Post 17: A Taste of Enumerative Geometry

22 Jul 2024


In this post, I’ll talk about enumerative geometry. In particular, I’ll talk about the standard questions of interest and how one goes about solving them.


Introduction

Enumerative geometry is the branch of mathematics concerned with enumerating, i.e. counting, possible geometric configurations satisfying some conditions. The most (in)famous problem in this area is the following:

For instance, if I drew five circles on a plane, how many curves that are either hyperbolas, parabolas, or ellipses could you find that are in that plane and are tangent to each of the five circles?

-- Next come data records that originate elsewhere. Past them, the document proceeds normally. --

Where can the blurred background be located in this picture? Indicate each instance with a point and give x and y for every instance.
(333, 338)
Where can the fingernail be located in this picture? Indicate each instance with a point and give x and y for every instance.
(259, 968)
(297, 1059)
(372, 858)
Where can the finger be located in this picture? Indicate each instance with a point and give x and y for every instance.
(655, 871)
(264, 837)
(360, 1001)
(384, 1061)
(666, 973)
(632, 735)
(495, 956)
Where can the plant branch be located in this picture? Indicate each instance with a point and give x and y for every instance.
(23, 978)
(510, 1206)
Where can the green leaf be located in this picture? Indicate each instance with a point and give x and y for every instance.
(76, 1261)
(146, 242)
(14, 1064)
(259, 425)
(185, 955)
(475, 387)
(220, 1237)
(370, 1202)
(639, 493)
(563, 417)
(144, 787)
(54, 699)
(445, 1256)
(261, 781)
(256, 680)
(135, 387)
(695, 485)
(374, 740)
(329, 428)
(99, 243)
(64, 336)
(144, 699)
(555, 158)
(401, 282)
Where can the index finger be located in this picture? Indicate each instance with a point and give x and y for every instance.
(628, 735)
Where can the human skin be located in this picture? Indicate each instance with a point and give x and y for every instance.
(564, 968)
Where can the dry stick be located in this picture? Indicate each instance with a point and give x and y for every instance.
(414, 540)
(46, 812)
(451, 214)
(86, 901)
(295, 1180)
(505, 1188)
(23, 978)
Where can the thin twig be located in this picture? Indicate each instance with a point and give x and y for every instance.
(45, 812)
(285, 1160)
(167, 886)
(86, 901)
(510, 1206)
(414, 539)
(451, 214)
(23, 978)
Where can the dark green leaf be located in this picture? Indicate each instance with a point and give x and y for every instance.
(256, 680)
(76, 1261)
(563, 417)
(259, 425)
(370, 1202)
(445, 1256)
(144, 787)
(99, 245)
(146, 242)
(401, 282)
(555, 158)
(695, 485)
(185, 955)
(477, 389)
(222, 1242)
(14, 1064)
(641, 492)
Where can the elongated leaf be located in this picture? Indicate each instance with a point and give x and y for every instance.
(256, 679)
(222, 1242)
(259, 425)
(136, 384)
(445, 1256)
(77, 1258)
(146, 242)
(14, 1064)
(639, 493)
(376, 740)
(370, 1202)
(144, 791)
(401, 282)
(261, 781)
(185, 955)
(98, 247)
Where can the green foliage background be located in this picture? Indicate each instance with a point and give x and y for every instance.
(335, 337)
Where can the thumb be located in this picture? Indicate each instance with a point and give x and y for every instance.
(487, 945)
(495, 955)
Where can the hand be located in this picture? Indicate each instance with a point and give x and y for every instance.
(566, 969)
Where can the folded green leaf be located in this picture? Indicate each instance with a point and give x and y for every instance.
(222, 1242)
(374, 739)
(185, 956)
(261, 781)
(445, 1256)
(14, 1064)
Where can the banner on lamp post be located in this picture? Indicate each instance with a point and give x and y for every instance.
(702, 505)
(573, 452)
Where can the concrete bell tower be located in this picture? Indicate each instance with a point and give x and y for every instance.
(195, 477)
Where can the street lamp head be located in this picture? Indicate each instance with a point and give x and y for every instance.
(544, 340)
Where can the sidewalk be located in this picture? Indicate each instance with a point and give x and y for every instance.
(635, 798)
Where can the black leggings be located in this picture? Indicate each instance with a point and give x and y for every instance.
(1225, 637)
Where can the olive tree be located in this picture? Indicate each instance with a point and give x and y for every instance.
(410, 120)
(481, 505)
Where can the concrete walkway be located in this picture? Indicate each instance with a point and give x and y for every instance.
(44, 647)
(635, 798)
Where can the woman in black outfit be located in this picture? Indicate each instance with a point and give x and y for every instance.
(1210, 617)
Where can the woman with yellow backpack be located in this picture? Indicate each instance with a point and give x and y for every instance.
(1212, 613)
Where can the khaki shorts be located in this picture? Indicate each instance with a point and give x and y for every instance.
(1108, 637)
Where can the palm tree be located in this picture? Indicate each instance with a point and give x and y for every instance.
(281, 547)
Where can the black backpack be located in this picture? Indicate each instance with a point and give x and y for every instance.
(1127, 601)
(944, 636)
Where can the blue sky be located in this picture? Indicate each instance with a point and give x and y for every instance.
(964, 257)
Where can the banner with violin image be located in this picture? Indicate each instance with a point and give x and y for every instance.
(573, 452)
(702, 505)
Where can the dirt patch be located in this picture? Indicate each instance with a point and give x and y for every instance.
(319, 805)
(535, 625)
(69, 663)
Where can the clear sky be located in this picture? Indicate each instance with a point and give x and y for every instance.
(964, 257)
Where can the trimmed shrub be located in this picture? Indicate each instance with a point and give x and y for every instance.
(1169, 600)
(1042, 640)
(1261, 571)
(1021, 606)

The story behind this problem is that in 1848, Steiner gave a false answer of $6^5=7776$. He incorrectly assumed that the tangency conditions were independent. About 11 years later, the correct answer, $3264$, was found by Ernest de Jonquières. However, it was not until 1978 – over 100 years later – that the problem was solved rigorously. Indeed, there are many subtle problems with even stating a question. Perhaps the biggest issue is addressing the subtle notion that the given conics need to be in “general position”. This roughly means that the configuration of conics avoids edge cases, such as two conics overlapping. Defining this condition precisely is difficult, perhaps impossible, so I will not do it. There are other subtleties at play, such as having to work in the complex projective plane, not just the affine real plane.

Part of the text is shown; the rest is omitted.